You are viewing a plain text version of this content. The canonical link for it is here.
Posted to common-user@hadoop.apache.org by yang song <ha...@gmail.com> on 2009/08/17 08:36:02 UTC

Why the jobs are suspended when I add new nodes?

Hi, all
    When I add another 50 nodes into the current cluster(200 nodes) at the
same time, the jobs run very smoothly at first. However, after a while, all
the jobs are suspended and never continue.
    I have no idea but to remove the new nodes. And the jobs run smoothly
again. Now I have to add nodes one by one. I won't add second node until the
jobs run smoothly after adding first node.
    Have you ever encountered the same situation? Could you give me some
tips and notes?
    Thank you!
    Inifok

Re: Why the jobs are suspended when I add new nodes?

Posted by yang song <ha...@gmail.com>.
Thank you for providing this information, and I think it may be resulted
from "too many fetch failures".  Now I have accumulated some experience and
I think I'll solve it soon. Thanks again.

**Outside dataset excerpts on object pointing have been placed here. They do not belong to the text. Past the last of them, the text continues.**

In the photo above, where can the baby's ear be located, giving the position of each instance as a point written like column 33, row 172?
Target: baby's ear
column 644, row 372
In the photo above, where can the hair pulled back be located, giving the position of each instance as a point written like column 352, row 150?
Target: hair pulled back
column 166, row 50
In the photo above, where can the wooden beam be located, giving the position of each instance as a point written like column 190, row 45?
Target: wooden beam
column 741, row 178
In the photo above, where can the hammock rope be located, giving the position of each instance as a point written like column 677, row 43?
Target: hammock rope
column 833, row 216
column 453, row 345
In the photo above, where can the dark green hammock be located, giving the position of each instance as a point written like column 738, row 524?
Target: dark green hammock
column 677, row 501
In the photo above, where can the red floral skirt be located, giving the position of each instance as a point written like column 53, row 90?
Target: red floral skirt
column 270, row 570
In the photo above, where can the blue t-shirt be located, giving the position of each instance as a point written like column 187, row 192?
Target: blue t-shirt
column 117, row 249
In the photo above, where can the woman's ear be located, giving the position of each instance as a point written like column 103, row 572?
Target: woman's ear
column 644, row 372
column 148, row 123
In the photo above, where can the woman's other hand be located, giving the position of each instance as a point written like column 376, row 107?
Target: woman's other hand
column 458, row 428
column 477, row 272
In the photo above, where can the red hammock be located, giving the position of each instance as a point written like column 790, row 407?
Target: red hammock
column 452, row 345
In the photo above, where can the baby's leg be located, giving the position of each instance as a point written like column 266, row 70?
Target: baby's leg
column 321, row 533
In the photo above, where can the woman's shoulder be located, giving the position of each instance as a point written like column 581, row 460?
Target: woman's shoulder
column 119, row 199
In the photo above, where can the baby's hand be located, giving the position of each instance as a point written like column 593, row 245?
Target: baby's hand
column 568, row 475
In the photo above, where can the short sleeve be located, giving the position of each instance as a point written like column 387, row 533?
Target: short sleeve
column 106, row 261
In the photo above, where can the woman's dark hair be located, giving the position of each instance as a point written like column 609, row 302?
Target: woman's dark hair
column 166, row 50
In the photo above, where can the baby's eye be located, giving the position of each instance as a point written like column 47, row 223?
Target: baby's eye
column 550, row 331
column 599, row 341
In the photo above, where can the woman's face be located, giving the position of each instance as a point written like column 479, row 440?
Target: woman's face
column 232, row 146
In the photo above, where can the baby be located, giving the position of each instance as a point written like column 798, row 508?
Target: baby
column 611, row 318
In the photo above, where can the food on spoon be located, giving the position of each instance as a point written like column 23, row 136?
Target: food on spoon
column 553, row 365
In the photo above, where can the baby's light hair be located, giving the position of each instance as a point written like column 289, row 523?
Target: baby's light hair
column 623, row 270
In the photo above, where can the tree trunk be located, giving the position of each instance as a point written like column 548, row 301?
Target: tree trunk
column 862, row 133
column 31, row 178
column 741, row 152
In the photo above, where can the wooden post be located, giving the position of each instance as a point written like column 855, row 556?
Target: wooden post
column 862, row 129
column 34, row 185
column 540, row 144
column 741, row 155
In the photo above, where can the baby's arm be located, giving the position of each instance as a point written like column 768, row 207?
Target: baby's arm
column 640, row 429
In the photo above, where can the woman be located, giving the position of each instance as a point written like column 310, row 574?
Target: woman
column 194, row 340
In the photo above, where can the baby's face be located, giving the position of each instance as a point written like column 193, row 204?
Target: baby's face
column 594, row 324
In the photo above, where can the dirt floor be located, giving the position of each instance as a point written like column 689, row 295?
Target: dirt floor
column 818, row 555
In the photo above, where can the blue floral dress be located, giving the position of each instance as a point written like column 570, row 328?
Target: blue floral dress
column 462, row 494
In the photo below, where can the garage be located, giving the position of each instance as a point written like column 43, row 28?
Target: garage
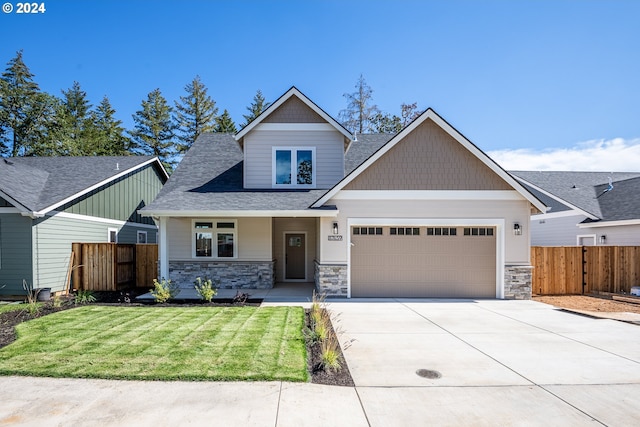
column 423, row 261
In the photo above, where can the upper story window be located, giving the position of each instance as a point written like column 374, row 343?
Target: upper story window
column 294, row 167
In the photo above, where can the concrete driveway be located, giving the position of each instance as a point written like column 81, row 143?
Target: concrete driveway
column 501, row 363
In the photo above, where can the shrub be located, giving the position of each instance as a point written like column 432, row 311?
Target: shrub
column 205, row 288
column 164, row 290
column 85, row 296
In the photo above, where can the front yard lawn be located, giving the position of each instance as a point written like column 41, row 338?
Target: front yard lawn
column 162, row 343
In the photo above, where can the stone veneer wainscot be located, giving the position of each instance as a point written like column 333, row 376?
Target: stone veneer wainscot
column 517, row 281
column 331, row 279
column 231, row 274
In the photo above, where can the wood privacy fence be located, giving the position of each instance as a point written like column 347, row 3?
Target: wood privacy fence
column 113, row 266
column 576, row 270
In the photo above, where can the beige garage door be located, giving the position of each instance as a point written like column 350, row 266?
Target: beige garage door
column 423, row 262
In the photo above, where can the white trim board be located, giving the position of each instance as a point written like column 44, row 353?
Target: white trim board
column 427, row 195
column 100, row 220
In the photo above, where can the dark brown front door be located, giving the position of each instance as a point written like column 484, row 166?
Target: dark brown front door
column 295, row 256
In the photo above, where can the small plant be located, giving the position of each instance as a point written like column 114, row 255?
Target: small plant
column 240, row 298
column 164, row 290
column 330, row 354
column 85, row 296
column 205, row 288
column 33, row 307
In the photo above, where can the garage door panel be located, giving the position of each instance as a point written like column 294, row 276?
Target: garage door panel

2009/8/19 Jason Venner <ja...@gmail.com>

> I have added small numbers of nodes into running clusters, with running
> jobs
> without issue - when the machines were correctly configured for the
> cluster,
> so this is known to work at least in the 0.18 release series (when I was
> doing this operation).
>
> On Mon, Aug 17, 2009 at 6:56 AM, yang song <ha...@gmail.com>
> wrote:
>
> > The situation is I can't find any unusual thing from the logs.
> > Maybe there is a lot of data to transfer since so many new nodes and the
> > jobs are waiting for it
> >
> > 2009/8/17 Ted Dunning <te...@gmail.com>
> >
> > > Have you looked at the logs?
> > >
> > > On Sun, Aug 16, 2009 at 11:36 PM, yang song <ha...@gmail.com>
> > > wrote:
> > >
> > > > Hi, all
> > > >    When I add another 50 nodes into the current cluster(200 nodes) at
> > the
> > > > same time, the jobs run very smoothly at first. However, after a
> while,
> > > all
> > > > the jobs are suspended and never continue.
> > > >
> > > >
> > >
> >
>
>
>
> --
> Pro Hadoop, a book to guide you from beginner to hadoop mastery,
> http://www.amazon.com/dp/1430219424?tag=jewlerymall
> www.prohadoopbook.com a community for Hadoop Professionals
>

Re: Why the jobs are suspended when I add new nodes?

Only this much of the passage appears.